Vittoz : "La médaille du relais a une histoire"

Le 27/02/2014 à 11:48

De notre partenaire nordic MAGAZINE

Vincent Vittoz, consultant pour Nordic Magazine durant les Jeux olympiques, dresse un bilan plutôt élogieux des performances françaises à Sochi. Le champion du monde 2005 souligne aussi les dominations russe et norvégienne dans les épreuves de distance...

A Sochi, le roi et la reine sont Dario Cologna et Marit Bjoergen

"Je ne suis pas franchement étonné par Cologna car il est arrivé encore bien préparé malgré un mois de novembre sans compétition. Il a maintenu son niveau physique par différents moyens (fauteuil handisport, piscine…) et dès le mois de janvier, il a retrouvé un bon niveau et des sensations en compétition. Avec de la fraîcheur, il est arrivé disponible sur ces Jeux et sans doute revanchard.

Concernant Bjoergen, elle a réussi ses Jeux avec des profils qui lui convenaient bien, des mass-start où elle pouvait jouer sur sa puissance. Malgré tout, je crois qu’elle pouvait afficher six médailles ! Elle en a été empêché par quelques petits couacs, notamment matériel… Je retiens aussi le titre de Kowalczyk en classique et l’énorme performance de Charlotte Kalla très impressionnante sur son retour lors du relais. La Suédoise a fait de grands JO… sans doute mieux que Therese Johaug qu’on pouvait attendre comme dauphine de Bjoergen."

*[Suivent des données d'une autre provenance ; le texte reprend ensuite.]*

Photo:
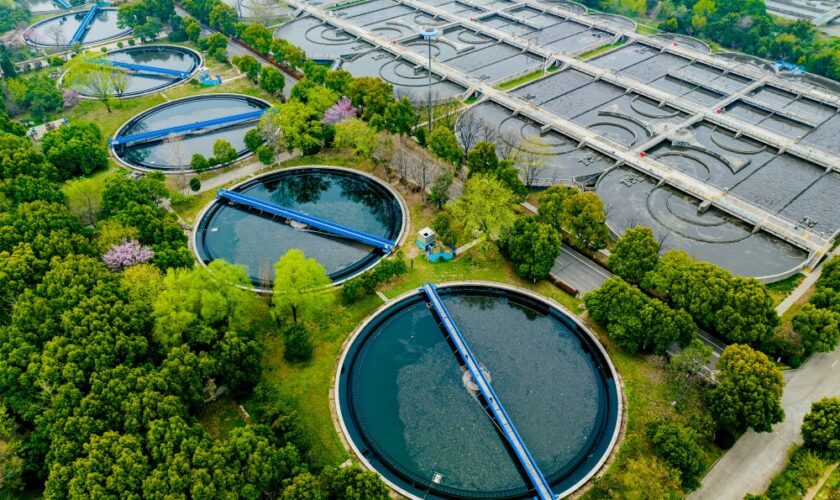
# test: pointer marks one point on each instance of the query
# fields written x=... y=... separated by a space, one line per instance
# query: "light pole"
x=430 y=33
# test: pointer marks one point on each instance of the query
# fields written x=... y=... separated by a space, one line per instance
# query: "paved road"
x=749 y=466
x=578 y=271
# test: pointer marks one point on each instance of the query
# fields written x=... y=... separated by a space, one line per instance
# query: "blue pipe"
x=529 y=465
x=190 y=127
x=80 y=31
x=315 y=222
x=150 y=69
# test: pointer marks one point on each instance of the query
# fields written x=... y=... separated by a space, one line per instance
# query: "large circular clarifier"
x=58 y=31
x=171 y=57
x=412 y=415
x=176 y=152
x=257 y=241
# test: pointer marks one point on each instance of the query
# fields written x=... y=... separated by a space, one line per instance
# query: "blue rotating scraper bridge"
x=189 y=127
x=387 y=246
x=493 y=405
x=142 y=68
x=82 y=29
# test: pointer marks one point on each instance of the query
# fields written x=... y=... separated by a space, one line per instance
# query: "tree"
x=340 y=111
x=371 y=95
x=482 y=159
x=248 y=66
x=678 y=447
x=75 y=149
x=96 y=80
x=272 y=80
x=353 y=483
x=439 y=193
x=223 y=152
x=821 y=428
x=747 y=314
x=552 y=203
x=749 y=391
x=297 y=342
x=298 y=127
x=192 y=28
x=635 y=253
x=819 y=329
x=356 y=135
x=532 y=247
x=199 y=163
x=297 y=281
x=399 y=116
x=586 y=220
x=257 y=36
x=443 y=144
x=485 y=207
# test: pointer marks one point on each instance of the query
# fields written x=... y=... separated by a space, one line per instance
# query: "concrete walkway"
x=239 y=173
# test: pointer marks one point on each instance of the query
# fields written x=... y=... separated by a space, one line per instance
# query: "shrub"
x=356 y=288
x=298 y=343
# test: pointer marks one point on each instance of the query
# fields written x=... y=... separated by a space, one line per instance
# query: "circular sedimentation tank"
x=175 y=154
x=58 y=31
x=347 y=197
x=410 y=414
x=172 y=57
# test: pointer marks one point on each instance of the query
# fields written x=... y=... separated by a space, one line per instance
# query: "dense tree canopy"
x=821 y=428
x=297 y=283
x=532 y=246
x=76 y=149
x=635 y=253
x=749 y=391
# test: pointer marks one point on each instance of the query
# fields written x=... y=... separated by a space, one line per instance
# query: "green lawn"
x=306 y=387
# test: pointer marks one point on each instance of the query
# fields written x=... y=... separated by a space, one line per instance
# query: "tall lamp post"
x=430 y=33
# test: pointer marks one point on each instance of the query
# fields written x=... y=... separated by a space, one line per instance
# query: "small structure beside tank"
x=434 y=251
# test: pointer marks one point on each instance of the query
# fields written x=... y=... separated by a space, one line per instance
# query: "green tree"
x=485 y=208
x=444 y=145
x=482 y=159
x=749 y=391
x=248 y=66
x=298 y=126
x=223 y=152
x=702 y=291
x=356 y=135
x=257 y=36
x=297 y=284
x=747 y=314
x=439 y=192
x=75 y=149
x=353 y=483
x=272 y=80
x=370 y=95
x=192 y=28
x=635 y=253
x=532 y=247
x=821 y=428
x=297 y=343
x=819 y=329
x=338 y=81
x=399 y=116
x=678 y=447
x=586 y=220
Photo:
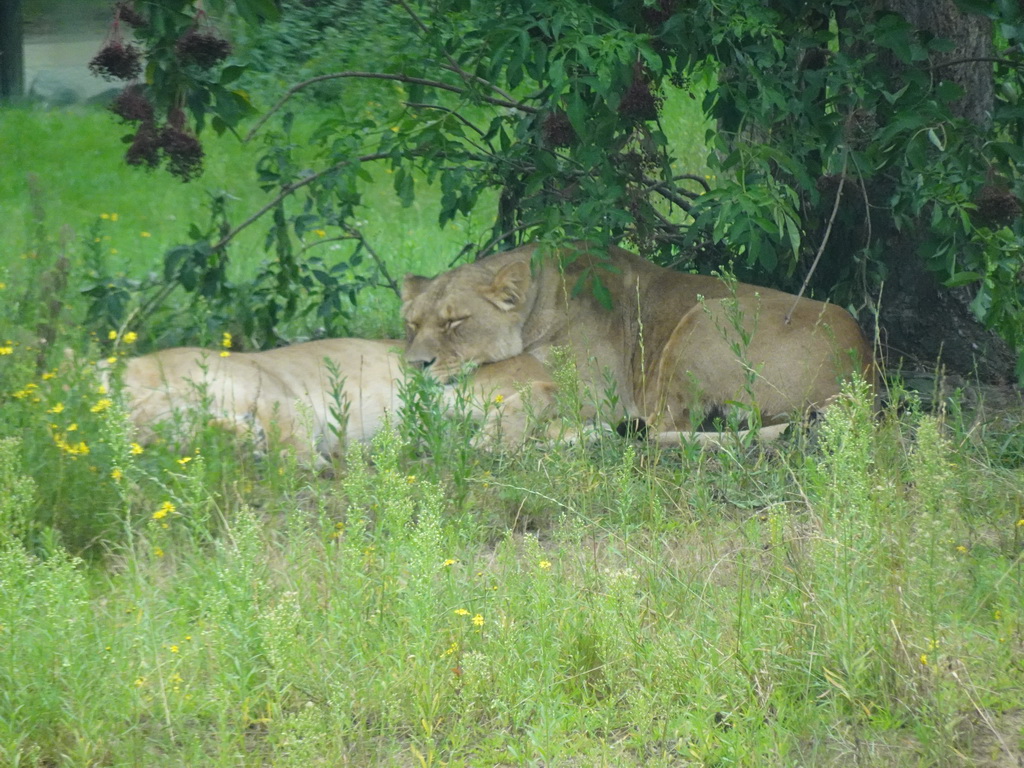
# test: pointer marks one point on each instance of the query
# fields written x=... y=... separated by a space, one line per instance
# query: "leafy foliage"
x=836 y=128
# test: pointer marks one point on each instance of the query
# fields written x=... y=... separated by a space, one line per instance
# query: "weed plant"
x=855 y=599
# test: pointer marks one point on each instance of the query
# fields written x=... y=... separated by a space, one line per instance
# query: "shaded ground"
x=59 y=40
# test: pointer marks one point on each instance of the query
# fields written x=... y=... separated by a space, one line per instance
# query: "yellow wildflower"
x=101 y=406
x=165 y=509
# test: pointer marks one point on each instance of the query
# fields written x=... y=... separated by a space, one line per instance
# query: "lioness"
x=677 y=346
x=298 y=392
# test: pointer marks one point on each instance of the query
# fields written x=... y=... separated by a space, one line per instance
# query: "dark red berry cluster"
x=117 y=60
x=558 y=130
x=125 y=11
x=132 y=105
x=202 y=48
x=639 y=103
x=183 y=152
x=657 y=12
x=997 y=207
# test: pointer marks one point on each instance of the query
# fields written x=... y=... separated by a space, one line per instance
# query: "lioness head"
x=468 y=315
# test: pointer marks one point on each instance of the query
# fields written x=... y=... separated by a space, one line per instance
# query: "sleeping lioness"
x=300 y=392
x=677 y=347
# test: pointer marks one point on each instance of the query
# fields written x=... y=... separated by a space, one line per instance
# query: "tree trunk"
x=11 y=50
x=923 y=323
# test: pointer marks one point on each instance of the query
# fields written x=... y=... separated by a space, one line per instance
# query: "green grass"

Des Jeux historiques pour le relais français

"Historique oui, comme en 2006 avec la médaille de Roddy Darragon ! Comptablement parlant, on reste sur une médaille mais c’est vrai qu’une médaille en relais montre le travail d’une équipe, la force d’une nation. J’ai vécu ce relais au bord de la piste : c’était une grande chance, avec beaucoup de stress, et à la fin une délivrance et un immense bonheur.

Ils ont fait le job mais c’est vrai que ce relais a une histoire : 10 ans après la victoire de La Clusaz ! Manu Jonnier et Alexandre Rousselet étaient aussi sur place, on a partagé ce bonheur ensemble. C’est le résultat d’une performance collective."

Des top 10 prestigieux pour les fondeurs et fondeuses

"Ils ont fait beaucoup de places d’honneur : ça montre leur capacité à être présent sur les Jeux, comme cela avait été le cas en 2006 et 2010. Là, les top 10 sont plus nombreux ce qui me fait dire que le bilan Français est plutôt bon. Ces athlètes arrivent à maturité comme Robin, Jean-Marc, Maurice, Aurore et Coraline ; ils sont en pleine possession de leurs moyens. J’espère qu’ils seront capables de s’améliorer encore en vue des prochaines échéances comme les mondiaux de Falun en 2015. Les filles en relais peuvent le faire, Célia Aymonier va prendre encore de la maturité et progressé et c’est tant mieux pour le relais notamment. L’enjeu sera de rééditer ces belles places voire d’aller chercher mieux encore. Les Français seront attendus : il faudra se remettre en question."

Les Russes écrasent le 50 km…et les Norvégiennes le 30 km

Pour moi, ce sont les deux plus grandes nations du ski de fond mondial avec deux énormes réservoirs ; d’un côté le sport national en Norvège, de l’autre un immense pays. Ce sera compliqué de rivaliser constamment avec ces nations mais par contre sur un 15 km skate c’est jouable quitte à faire des impasses, à se préparer vraiment pour un objectif.

En classique, on est encore un peu en retard même si niveau matériel on a progressé. C’est plutôt une approche culturelle à revoir, travailler ce style, la formation au niveau des jeunes… Dans le sport de haut-niveau, il faut du temps pour trouver des solutions.